I could visit Hungary and probably pass safely as a tourist but I fear for my son visiting his ancestors’ home because he doesn’t have the privilege of whiteness. I know most certainly my skin colour protects me. Perhaps it is a privilege not to be feared for, not to have someone dancing around, invisibly protective, to be free of those entanglements? 

I have been able travel across borders without being ‘visible’ even in countries where everyone else is black. I have had a feeling of a bubble around me that allows me to belong anywhere in the world. 

As a child, I read books about adventurers and explorers and they were all white: Eric Newby, Alexandra David-Néel, Thor Heyerdahl, Dervla Murphy... so the world comfortably belonged to me. People in history books looked like me, even prehistoric people, so I don’t have to wonder where my history is. People in children’s books looked like me, my imagination was peopled by people who look like me.

When I stayed in a pub in the Yorkshire moors with my partner, the publican only addressed me. I don’t have to experience being blanked. The publican looked me in the face because she thought I belonged there. I don’t evoke discomfort for white publicans. 

I have been protected from immigration queues, from the anxiety of being pulled out, of being refused. I have been protected from ‘Stop and Search’ on a race basis, and when I was stopped and searched, I was indignant but not scared. I know that I am protected by my whiteness from hurt by police; I am protected from racist attacks, from being asked ‘Where do you come from?’ when it means ‘you don’t come from here’. It protects me from being feared by other white people.

Ah, those are blessings. And I have them. 

“You cannot dismantle what you cannot see. You cannot challenge what you do not understand.”

Interestingly, this process of noticing the individual elements of my privilege as parts of my life story, as the fabric of my past, allowed me to step away from experiencing privilege as paralysing guilt (I later discover in the book that this anxiety has been termed ‘white fragility’). 

Roll on next question: ‘In what ways have you wielded your white privilege over BIPOC that have done harm (whether intentional or not)?’. 

Oh no, it’s true! I, the only white child, won second prize, a fantastic prize, in an Easter bonnet competition in Barbados, with my hat that I made from a cardboard box and tissue paper. 

I clearly remember how stunned everyone was that I had turned up in their village square and that they had felt obliged to give gifts to me, and how horribly selfconscious I was because I could see I had displaced the other little girls with their stunning milliner-made bonnets.

And so the memories continue and are guided through the chapters on ‘You and tone policing’, ‘White silence’, ‘White superiority’, ‘White exceptionalism’, ‘Colour blindness’, ‘Stereotypes’, ‘you and anti-blackness against black men’... to ‘losing your privilege’. 

Losing my privilege is going to be the hardest bit, because it is about excising my attachments to my cultural past.

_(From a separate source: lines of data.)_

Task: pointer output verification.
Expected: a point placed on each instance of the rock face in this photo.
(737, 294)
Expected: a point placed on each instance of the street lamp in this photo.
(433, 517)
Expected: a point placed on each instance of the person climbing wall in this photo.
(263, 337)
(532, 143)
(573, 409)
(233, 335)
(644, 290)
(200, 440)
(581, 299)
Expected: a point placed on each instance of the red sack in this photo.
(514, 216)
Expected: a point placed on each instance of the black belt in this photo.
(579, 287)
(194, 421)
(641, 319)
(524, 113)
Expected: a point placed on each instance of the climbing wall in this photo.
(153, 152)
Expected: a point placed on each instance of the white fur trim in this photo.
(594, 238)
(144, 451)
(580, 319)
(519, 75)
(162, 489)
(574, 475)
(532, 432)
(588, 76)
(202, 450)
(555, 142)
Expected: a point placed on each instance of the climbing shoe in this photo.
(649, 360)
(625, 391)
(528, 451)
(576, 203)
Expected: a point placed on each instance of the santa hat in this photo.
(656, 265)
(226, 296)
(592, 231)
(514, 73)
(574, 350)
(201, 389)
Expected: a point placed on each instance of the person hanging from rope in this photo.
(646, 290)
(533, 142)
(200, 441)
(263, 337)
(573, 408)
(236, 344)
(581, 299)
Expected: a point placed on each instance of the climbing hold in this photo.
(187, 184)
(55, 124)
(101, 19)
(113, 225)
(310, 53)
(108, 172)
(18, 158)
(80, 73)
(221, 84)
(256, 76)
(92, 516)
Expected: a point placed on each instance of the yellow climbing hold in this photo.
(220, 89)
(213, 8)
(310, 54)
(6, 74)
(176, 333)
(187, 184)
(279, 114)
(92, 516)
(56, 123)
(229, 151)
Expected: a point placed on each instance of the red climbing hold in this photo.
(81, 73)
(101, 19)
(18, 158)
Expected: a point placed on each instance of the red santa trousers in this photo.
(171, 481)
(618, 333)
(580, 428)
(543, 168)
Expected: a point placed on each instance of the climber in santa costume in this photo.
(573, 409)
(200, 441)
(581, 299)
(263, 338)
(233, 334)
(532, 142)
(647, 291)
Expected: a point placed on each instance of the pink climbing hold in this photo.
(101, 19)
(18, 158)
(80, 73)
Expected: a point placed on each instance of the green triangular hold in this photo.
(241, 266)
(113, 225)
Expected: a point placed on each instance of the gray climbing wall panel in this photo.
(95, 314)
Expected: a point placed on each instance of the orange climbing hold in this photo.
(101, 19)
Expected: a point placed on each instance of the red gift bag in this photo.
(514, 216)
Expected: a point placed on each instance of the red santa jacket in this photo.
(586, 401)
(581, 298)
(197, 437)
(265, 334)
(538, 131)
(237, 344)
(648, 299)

Not so much cutting out the memories but peeling my clinging fingers away from the affection, the blithely pleasurable obliviousness to the white supremacist presumptions. 

I was going to get Asterix books for my nephew’s birthday, and my brother said: ‘No, Asterix is racist’. So, first, I mocked him: ‘What, racist against Romans? What do you mean racist? It’s anti-imperialist!’ Inside, I was weeping.... ‘Noooo, please. Tintin, OK, take away Tintin, but not Asterix!’ 

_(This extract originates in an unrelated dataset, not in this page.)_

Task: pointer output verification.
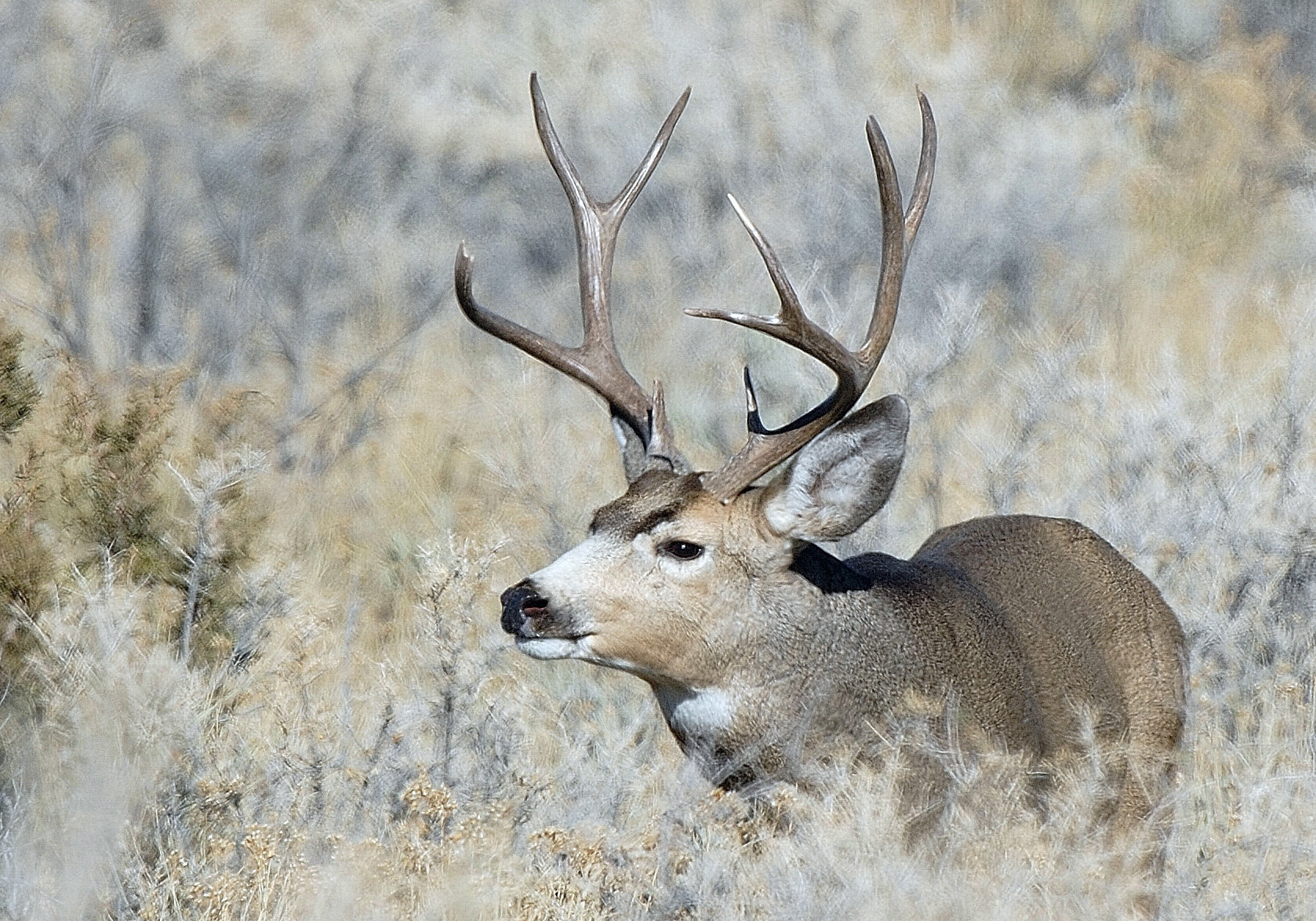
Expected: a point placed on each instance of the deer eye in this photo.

I googled: ‘Is Asterix racist?’, ‘Yes’ said Google, ‘the slaves are black Africans, they are signifying slaves, when everyone knows Roman slaves were all colours’. Ah, I studied Latin and yet the obliviousness lurks! 

Losing my privilege will be about deciding to give up my the place in the centre, and then doing it.

This book is helping me. It is hard. Thank you for this, Layla Saad.